Kevin Carey, today, in the Chronicle:
Finally, and most important, the Obama administration should expand its vision of what publicly supported higher learning can mean. The MOOC provider Coursera recently announced that it would charge students relatively small sums, on the order of $100, for verified certificates of learning. The marginal cost of making a MOOC available on the Internet is $0, which is why those courses are free to students. By contrast, the marginal cost of assessing student learning, at a MOOC or elsewhere, is more than $0. Authentic, reliable evaluation costs money, and so someone must pay for it. Evaluation is also crucial to granting students college credits that lead to credentials.
Why can’t students use their Pell Grants to pay for MOOCs, even those offered by the world’s most prestigious universities? Because MOOCs are not colleges, traditionally defined. But that definition is an artifact of federal policy.
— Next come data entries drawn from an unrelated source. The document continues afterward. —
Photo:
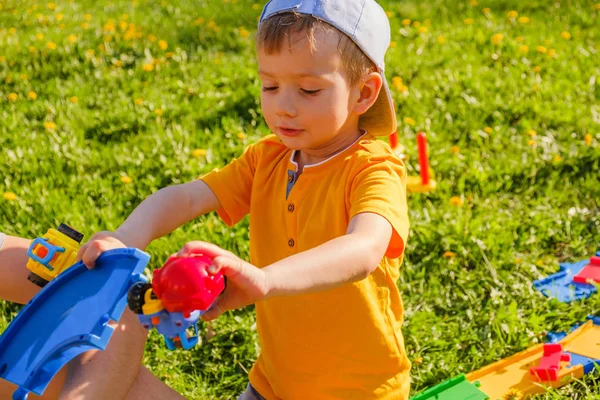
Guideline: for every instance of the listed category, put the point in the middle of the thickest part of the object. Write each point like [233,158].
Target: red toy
[550,362]
[590,272]
[184,285]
Students can give their federal-aid dollars only to accredited colleges, and existing colleges control the accreditation process. So new colleges, eager for aid dollars, dress themselves up as traditional colleges, with commensurate expense to students, even if that makes no sense in the digital age.
I’ve been talking about this for a while, I know, but the big political impact of MOOCs is likely to be something along these lines. What is and isn’t an institution of higher education in this country right now is pretty bright-line. There’s not all that much room for disagreement.
Government funding for MOOCs would change that. The funding could come at the state level or the federal level.
Is this a good thing? It’s good and bad, in ways we can talk about later. But this is likely to be the primary political legacy of MOOCs, left for us to deal with long after MOOCs are gone: the number and variety of experiences and certifications that can be funded by government dollars will expand. And once that is true, capitalism will do the rest. As we stated above, it’s a mixed bag for students (and society), but it’s likely a substantial downward pressure on enrollment and tuition for existing institutions. I wonder how many institutions are ready for that?